Desde luego, está bien. En el libro defiendo además que hay dos tipos de sexualidad, una que va ligada a la ternura y otra ligada a la brutalidad. Y son incompatibles. Hay cosas con una pareja que no me apetece ni me apetecerá hacer, son mundos distintos. Esa idea de que la única sexualidad importante es la que se retroalimenta con el amor me parece que es una simplicidad conservadora.
La novela está llena de frases muy tremendas. La protagonista dice: “Todo lo que creemos sentir tiene su raíz en el cuerpo. El sistema nervioso es el alma”. ¿Los seres humanos somos más física o más química?
Yo creo (y esto te lo digo porque también llevo unos meses investigando para otro librito sobre las parafilias sexuales) que nuestra base es animal y el placer sexual es una compensación que la naturaleza ha inventado para que las especies se reproduzcan y nosotros somos presa de eso. Ahora bien, está clarísimo que hay manifestaciones del erotismo que son estrictamente culturales, que tienen que ver con cómo hemos ido desarrollando algunos acercamientos desde un punto de vista a veces sensual y a veces puramente intelectual. Si entramos en el terreno del sadomasquismo, de las relaciones BDSM… hay toda una construcción no animal, sino hecha por nosotros. El sexo es animal, el erotismo es estrictamente humano. De esto ha escrito mucho y bien Mario Vargas Llosa, de esa construcción del erotismo.
En el libro la comparación con el mundo animal es casi constante. Pones el ejemplo de las ratas, animales muy promiscuos. También hablas de los papagayos, que son monógamos. ¿Estamos más cerca de las ratas o de los papagayos?
Mi opinión, después de lecturas y de años de observación de la gente y de autoexploración, es que nosotros no somos papagayos, sino que somos ratas. Y esa promiscuidad no solo la tienen las ratas, sino todos los mamíferos. De hecho en el libro se dice que hay muy pocas especies estrictamente monógamas, los papagayos de Guayaquil es una de ellas. El resto de las aves puede tener pareja estable, pero vuelan libres. Creo que tendemos a ser ratas. Ahora bien, la cultura y la religión durante siglos nos han constreñido y han evitado que actuáramos como ratas. Hay un punto de inflexión importante que tiene que ver con el descubrimiento de los anticonceptivos y por tanto de la liberación sexual de la mujer; poder desvincular el sexo de la procreación supone un antes y un después, y a partir de ahí es cuando hemos ido empezando a liberar también al sexo de ese miedo religioso ligado a algunas costumbres conservadores.

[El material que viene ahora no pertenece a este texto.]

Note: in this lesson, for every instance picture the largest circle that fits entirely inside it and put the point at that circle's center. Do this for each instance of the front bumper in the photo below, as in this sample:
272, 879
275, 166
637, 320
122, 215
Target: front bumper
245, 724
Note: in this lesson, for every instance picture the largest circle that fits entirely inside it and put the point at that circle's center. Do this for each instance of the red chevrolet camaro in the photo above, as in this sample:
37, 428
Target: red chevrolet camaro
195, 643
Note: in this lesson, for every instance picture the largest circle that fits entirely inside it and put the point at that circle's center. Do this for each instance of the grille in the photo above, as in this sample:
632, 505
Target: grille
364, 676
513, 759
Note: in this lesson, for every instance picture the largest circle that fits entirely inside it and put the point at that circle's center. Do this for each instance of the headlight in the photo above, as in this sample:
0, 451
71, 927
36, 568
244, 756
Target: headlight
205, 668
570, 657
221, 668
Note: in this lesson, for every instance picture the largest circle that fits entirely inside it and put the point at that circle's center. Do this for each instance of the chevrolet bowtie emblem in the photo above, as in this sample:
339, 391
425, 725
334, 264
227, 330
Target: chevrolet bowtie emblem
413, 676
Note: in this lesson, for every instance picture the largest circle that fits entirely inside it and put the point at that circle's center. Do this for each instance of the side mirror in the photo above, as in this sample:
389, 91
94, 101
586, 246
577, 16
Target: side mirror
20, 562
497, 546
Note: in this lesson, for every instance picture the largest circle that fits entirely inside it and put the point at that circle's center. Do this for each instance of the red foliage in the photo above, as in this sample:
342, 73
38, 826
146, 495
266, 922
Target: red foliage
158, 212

¿Crees que en la sociedad actual es compatible la estabilidad sentimental con la promiscuidad?
Sí, ese es el planteamiento que hace Irene y pretende ser un personaje bastante realista. No es un personaje simbólico. Es verdad que luego bajamos al pequeño detalle y hay alguna cosa que me llama mucho la atención, de la que he escrito algún artículo y me inquieta y me interesa. Y es lo que dicen muchos jóvenes, que han crecido ya en el mundo de las aplicaciones de ligue, Tinder, Grindr… Y les resulta tan fácil el sexo que les bloquea para acabar estableciendo una relación con un compromiso. Creo que siguiendo la metáfora del título de la novela, para construir algo hacen falta cien noches. Si uno no le da a la pareja esas cien noches simbólicas (normalmente son más de cien) es muy difícil que esa relación se asiente. Yo tengo amigos millennials que no acaban de encontrar su hueco porque están cómodos en ese mundo tentador de la promiscuidad.
Existe una conversación de Irene y su amante cuando son jóvenes que se repite cuando son muy mayores. Ella dice que la vida nos vuelve más feroces. Y él añade que también más vulnerables. ¿Qué crees que hace con nosotros el paso de los años en mayor medida?

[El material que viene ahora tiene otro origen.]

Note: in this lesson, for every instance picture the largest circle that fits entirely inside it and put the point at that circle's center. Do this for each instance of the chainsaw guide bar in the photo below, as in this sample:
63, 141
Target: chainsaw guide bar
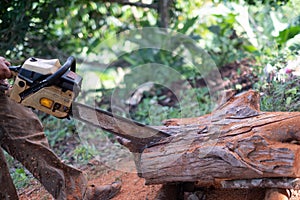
47, 86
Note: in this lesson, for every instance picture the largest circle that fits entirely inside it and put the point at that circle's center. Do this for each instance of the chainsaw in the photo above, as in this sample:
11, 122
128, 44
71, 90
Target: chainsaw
52, 88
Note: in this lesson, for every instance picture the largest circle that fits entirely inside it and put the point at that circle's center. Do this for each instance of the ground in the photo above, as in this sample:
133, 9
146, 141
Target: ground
134, 188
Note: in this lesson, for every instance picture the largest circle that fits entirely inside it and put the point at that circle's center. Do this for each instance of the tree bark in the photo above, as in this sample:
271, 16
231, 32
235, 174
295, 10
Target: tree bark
235, 142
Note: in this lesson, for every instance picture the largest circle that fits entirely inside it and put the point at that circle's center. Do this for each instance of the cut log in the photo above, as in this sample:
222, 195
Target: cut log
235, 142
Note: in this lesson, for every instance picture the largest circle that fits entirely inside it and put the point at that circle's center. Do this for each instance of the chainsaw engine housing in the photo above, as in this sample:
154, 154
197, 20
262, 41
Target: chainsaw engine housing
47, 86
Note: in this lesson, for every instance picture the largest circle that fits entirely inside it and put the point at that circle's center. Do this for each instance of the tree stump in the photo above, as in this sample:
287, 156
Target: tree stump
236, 146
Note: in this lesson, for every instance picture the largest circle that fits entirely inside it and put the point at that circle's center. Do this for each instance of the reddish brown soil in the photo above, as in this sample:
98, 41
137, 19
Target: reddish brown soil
134, 188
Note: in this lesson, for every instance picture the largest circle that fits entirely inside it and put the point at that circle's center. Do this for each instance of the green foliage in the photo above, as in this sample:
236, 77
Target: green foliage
282, 96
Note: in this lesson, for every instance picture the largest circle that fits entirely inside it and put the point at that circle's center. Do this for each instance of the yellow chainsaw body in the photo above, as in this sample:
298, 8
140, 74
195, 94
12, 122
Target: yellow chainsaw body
53, 99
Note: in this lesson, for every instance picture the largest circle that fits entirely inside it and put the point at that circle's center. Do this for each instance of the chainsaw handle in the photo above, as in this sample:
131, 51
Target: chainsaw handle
14, 70
69, 64
50, 80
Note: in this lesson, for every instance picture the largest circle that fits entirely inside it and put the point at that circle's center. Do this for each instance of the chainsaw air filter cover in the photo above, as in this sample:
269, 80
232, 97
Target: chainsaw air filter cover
47, 86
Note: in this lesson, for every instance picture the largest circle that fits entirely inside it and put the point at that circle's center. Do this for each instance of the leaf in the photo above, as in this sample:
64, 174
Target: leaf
215, 29
288, 100
287, 34
188, 24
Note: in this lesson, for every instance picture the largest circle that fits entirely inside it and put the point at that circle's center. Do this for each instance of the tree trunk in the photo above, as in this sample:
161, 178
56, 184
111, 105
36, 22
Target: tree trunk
227, 148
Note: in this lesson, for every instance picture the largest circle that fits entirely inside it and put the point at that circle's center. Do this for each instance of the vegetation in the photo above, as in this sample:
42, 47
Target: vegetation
265, 34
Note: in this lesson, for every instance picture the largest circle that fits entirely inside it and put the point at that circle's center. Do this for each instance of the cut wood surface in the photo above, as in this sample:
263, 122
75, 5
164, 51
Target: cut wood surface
235, 142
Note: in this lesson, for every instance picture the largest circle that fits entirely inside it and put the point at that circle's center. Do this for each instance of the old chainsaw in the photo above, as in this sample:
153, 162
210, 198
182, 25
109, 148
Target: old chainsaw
47, 86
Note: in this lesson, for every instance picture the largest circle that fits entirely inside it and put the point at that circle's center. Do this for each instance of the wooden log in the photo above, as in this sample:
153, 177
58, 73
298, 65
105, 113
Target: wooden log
235, 142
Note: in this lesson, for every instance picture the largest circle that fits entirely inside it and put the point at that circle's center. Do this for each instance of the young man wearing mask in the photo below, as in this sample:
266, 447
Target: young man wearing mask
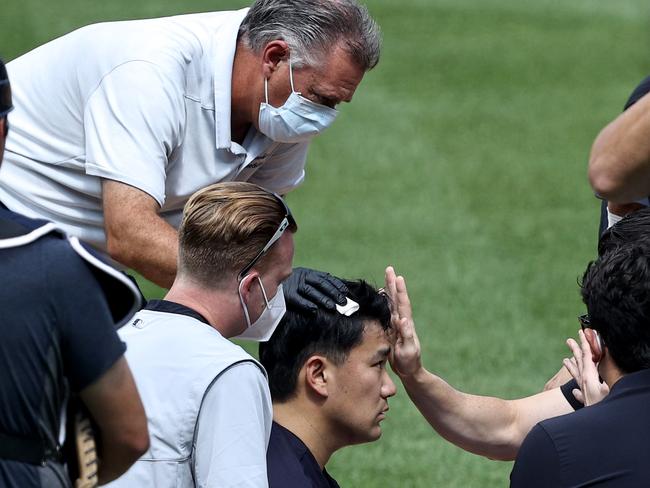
207, 401
60, 308
329, 384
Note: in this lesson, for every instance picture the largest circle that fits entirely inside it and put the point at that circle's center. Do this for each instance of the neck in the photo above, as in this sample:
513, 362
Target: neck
243, 93
305, 424
220, 308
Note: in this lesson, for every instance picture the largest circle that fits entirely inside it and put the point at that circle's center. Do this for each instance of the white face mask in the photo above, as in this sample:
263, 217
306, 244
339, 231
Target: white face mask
262, 329
298, 119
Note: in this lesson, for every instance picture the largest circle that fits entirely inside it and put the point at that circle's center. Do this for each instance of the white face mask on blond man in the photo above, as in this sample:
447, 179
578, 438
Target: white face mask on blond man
297, 120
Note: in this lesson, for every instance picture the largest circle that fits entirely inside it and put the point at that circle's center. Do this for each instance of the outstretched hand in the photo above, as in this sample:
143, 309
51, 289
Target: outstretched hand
585, 372
405, 357
308, 289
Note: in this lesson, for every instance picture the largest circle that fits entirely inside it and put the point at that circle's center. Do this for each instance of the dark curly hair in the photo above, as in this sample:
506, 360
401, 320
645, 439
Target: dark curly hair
616, 290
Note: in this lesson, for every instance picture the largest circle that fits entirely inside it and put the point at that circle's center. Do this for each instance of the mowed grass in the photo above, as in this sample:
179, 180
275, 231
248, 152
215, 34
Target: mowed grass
462, 162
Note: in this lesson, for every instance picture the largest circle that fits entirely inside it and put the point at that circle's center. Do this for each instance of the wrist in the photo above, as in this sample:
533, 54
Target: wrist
417, 376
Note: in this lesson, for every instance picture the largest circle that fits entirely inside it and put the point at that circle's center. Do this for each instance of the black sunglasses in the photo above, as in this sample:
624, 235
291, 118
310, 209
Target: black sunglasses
5, 98
286, 221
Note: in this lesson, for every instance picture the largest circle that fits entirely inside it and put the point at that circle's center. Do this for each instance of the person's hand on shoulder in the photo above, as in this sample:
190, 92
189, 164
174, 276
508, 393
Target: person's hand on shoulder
405, 357
585, 371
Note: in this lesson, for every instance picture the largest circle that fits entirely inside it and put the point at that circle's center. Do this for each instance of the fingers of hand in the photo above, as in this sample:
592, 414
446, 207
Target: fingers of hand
572, 367
328, 285
577, 394
316, 297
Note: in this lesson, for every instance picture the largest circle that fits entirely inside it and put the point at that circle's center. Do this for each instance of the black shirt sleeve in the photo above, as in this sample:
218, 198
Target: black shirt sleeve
90, 344
567, 391
537, 464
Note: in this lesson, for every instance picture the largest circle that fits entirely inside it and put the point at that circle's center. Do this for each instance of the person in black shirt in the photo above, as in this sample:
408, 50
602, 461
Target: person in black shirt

Ese diálogo soy yo. Ahí Madame Bovary c’est moi. Con lo que te digo que a mí la vida me ha vuelto más vulnerable y me ha vuelto más feroz. Por un lado, mucho más intempestivo ante la estupidez, la mojigatería, ante determinados comportamientos dogmáticos, más feroz con orgullo. Y al mismo tiempo, te vuelves más vulnerable, porque hay un elemento que está ahí permanentemente, que hemos sobrevolado en esta conversación, que es la belleza y la vejez. La juventud te da esa osadía que se va perdiendo a medida que vas perdiendo la propia juventud. Irene al principio es una mujer que no tiene ningún problema para ligar y hacer lo que quiera con su cuerpo; pero llega un momento en el que todo eso se ha perdido y llega un invierno sexual. Eso te hace más vulnerable respecto a las heridas que pueda haber en los afectos de las relaciones.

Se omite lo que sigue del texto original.